Diante dessa perspectiva, é importante notar que o predomínio de uma mentalidade que associa o carro ao prestígio intensifica o crescente problema de locomoção. Acerca disso, é válido destacar o pensamento do intelectual Jean Baudrillard, o qual diz que os objetos deixaram de ter um valor exclusivamente utilitário e tornaram-se símbolos, levando a um desejo de consumo, muitas vezes incentivado pela mídia. Tal fato é demonstrado pelas inúmeras propagandas de veículos e filmes que associam determinados tipos de transporte ao statuas social. Perante o exposto, compreende-se que os indivíduos são levados a valorizar o transporte particular e não o público. Sendo assim, a crise é agravada, já que a maioria da população deseja ter um carro, indepentemente das horas de trânsito.

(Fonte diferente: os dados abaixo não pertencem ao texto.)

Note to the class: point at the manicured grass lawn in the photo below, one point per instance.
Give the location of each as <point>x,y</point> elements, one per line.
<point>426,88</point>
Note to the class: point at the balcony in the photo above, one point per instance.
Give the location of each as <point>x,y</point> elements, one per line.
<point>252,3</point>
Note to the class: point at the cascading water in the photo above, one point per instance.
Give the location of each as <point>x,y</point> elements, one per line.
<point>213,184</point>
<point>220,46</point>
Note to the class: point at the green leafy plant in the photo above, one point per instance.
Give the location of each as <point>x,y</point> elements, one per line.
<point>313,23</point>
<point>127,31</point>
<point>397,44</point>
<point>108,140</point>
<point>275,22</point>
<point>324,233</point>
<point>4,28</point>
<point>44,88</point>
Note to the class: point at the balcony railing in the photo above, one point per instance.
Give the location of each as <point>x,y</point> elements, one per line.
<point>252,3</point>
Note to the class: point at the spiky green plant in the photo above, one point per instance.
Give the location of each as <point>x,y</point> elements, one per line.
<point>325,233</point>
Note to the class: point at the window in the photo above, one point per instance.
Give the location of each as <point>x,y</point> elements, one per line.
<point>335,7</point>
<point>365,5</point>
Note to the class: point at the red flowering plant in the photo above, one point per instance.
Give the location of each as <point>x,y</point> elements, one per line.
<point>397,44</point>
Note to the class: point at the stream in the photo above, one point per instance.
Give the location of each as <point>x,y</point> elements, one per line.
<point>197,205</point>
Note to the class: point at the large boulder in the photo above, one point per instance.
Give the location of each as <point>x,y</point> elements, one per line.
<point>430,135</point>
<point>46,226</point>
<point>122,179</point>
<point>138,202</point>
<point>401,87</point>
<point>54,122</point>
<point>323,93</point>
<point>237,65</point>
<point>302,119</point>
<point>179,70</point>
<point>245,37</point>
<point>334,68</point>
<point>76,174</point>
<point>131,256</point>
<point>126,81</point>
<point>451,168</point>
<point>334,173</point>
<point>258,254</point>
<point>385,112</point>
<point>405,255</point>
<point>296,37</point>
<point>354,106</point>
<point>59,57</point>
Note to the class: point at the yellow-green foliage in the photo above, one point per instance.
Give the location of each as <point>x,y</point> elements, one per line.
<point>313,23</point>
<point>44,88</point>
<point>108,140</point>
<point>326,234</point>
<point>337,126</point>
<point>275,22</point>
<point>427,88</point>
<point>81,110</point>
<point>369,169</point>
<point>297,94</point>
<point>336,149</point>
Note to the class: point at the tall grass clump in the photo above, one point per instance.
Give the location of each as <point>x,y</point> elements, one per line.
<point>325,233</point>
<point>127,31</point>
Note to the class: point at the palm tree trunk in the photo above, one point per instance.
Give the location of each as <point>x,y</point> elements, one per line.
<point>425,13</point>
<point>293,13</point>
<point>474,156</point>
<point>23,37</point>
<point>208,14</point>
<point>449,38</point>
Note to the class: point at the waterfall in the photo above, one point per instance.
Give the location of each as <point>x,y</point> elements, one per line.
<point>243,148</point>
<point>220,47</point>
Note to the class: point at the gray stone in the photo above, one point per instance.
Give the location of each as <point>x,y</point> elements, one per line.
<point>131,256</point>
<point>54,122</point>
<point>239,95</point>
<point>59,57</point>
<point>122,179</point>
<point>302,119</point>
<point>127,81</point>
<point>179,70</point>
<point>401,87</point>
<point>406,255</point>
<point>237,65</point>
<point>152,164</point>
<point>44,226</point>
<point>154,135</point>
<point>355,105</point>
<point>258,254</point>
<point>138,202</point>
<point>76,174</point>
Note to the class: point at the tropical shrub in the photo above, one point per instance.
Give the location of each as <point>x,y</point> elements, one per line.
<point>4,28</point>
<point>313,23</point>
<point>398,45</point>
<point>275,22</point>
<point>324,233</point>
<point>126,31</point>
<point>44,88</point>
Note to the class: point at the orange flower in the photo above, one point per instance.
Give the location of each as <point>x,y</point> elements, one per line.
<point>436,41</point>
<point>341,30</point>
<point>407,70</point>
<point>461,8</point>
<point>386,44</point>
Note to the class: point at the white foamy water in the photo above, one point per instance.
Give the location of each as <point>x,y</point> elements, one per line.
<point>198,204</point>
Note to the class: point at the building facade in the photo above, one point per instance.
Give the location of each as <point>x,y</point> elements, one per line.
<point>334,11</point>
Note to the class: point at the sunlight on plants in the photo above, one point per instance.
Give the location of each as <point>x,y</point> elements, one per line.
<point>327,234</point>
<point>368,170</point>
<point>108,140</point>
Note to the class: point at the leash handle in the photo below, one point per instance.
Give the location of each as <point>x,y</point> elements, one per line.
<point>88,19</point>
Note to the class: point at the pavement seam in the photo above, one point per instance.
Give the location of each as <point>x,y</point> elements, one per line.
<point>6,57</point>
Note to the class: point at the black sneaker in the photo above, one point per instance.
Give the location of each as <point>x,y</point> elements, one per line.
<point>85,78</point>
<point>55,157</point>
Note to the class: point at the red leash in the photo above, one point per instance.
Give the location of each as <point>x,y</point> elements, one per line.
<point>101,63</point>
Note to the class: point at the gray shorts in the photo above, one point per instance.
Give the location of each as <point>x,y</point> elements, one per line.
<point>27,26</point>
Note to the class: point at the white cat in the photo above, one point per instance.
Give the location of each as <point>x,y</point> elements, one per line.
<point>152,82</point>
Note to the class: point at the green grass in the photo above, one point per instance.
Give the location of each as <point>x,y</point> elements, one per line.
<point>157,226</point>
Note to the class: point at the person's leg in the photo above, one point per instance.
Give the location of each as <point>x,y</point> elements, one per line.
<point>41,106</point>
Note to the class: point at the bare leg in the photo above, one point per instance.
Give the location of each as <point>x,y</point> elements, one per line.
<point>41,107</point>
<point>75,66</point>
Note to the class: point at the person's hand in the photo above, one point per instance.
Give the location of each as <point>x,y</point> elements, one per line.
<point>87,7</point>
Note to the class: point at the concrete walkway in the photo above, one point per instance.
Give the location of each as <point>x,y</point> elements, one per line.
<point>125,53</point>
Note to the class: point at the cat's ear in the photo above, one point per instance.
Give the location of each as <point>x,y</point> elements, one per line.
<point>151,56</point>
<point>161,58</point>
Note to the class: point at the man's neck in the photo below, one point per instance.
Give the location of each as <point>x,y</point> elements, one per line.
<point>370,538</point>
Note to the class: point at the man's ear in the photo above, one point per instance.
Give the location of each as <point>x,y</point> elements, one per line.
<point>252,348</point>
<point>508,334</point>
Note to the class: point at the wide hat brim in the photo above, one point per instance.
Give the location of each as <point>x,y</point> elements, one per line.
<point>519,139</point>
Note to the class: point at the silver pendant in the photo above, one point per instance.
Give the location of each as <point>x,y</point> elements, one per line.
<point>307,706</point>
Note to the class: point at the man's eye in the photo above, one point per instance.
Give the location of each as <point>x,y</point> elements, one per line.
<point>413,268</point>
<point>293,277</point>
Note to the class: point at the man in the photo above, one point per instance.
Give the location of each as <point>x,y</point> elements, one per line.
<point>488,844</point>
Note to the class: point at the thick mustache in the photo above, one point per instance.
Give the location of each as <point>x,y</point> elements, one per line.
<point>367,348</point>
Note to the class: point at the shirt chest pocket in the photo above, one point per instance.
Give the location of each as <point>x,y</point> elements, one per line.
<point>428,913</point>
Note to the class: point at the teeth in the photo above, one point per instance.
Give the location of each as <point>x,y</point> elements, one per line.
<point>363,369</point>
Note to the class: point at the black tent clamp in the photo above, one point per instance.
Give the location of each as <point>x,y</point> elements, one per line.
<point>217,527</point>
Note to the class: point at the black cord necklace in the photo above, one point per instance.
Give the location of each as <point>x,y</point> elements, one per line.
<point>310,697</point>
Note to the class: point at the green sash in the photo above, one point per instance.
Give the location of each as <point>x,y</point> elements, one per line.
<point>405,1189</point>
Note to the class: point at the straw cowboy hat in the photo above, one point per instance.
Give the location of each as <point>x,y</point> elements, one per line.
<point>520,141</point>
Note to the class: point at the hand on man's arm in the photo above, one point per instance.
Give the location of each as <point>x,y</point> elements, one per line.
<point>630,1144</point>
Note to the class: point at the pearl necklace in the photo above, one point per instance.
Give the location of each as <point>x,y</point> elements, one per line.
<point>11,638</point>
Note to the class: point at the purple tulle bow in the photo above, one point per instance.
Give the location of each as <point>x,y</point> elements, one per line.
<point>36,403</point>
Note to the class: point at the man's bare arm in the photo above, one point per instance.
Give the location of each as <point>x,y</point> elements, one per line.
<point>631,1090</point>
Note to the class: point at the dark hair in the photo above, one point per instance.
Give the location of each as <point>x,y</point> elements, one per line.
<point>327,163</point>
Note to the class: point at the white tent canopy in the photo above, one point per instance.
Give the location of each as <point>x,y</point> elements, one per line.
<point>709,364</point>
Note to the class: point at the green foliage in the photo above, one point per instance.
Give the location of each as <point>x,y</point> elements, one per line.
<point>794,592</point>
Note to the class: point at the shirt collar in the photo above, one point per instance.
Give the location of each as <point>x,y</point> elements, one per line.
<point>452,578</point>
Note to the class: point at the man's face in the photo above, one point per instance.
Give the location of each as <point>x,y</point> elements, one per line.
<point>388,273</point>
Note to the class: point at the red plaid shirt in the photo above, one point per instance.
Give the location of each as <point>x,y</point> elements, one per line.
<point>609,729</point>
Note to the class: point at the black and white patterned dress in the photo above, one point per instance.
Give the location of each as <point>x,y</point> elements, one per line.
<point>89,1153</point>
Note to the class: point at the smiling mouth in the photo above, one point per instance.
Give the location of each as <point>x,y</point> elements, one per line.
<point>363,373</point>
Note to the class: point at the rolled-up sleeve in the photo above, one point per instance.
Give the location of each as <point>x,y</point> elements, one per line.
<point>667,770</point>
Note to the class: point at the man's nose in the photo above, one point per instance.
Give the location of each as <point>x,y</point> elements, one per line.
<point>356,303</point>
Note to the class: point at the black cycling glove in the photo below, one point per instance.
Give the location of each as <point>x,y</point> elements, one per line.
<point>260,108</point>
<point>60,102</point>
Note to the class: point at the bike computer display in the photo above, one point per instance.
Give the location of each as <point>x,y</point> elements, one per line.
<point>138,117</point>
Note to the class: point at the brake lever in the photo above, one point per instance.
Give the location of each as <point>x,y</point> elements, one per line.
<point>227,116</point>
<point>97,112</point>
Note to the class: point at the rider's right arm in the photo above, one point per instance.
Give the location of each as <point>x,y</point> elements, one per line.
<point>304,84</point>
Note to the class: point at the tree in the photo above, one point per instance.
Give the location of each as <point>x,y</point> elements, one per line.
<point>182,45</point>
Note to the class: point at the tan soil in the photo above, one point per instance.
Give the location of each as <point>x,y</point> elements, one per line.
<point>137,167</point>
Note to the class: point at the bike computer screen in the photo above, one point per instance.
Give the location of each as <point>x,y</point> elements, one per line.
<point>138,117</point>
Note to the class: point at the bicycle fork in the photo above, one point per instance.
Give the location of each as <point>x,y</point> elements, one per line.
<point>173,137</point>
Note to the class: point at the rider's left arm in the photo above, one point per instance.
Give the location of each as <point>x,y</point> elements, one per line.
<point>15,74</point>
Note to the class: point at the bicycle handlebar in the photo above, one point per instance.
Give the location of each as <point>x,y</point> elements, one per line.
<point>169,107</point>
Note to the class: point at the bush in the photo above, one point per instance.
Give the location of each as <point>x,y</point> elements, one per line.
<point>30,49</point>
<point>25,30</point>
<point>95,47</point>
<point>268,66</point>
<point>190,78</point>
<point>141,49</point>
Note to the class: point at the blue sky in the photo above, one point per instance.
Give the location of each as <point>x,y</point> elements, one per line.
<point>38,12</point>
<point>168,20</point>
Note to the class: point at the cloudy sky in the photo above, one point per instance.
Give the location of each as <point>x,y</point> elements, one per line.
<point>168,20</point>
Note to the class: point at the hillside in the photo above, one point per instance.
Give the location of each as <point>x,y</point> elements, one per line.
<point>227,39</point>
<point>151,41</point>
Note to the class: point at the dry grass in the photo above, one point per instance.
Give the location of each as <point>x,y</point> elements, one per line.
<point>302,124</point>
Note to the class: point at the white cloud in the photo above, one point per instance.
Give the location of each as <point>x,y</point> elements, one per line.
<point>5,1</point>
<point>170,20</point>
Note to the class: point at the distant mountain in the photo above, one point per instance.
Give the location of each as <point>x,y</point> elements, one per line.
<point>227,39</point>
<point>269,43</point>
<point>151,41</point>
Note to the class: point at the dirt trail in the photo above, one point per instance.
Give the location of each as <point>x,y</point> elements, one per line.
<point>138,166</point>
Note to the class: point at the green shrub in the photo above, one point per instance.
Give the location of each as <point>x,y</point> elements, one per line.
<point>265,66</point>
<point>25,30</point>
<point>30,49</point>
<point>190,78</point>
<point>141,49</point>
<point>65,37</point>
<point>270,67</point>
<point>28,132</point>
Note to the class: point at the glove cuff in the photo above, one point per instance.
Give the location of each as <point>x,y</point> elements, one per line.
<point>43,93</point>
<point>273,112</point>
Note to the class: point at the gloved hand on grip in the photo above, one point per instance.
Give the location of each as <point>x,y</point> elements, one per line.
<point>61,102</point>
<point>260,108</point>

Ademais, é necessário reconhecer que mesmo que existam indivíduos dispostos a se locomover de outras formas, é extremamente complicado, pois o governo não age de forma eficiente. Tal ideia é validada pela construção da ciclovia no Rio de Janeiro, a qual resultou em um precário projeto que acabou desabando e matando várias pessoas. Sob essa ótica, devido à ineficácia dos agentes estatais, os meios de locomoção são sujos, cheios e perigosos. Assim, a população passa a ter receio de utilizar os serviços públicos, tornando-se imprescíndivel a criação de um plano de transportes seguro e integrado.
Portanto, a fim de solucionar a crise de mobilidade urbana brasileira, é preciso criar o projeto “Transporte Presente”. Em parceria com os governos estaduais, o governo federal irá investir na melhoria de serviços já existentes, além de divulgar nas mídias sociais vídeos que alterem o imaginário da população acerca do transporte público. Por meio de um estudo sobre as rotas mais utilizadas em cada estado, serão realizadas revitalizações de frotas e ciclovias. Desse modo, a mentalidade brasileira pode mudar e se aproximar do que é visto em Amsterdã.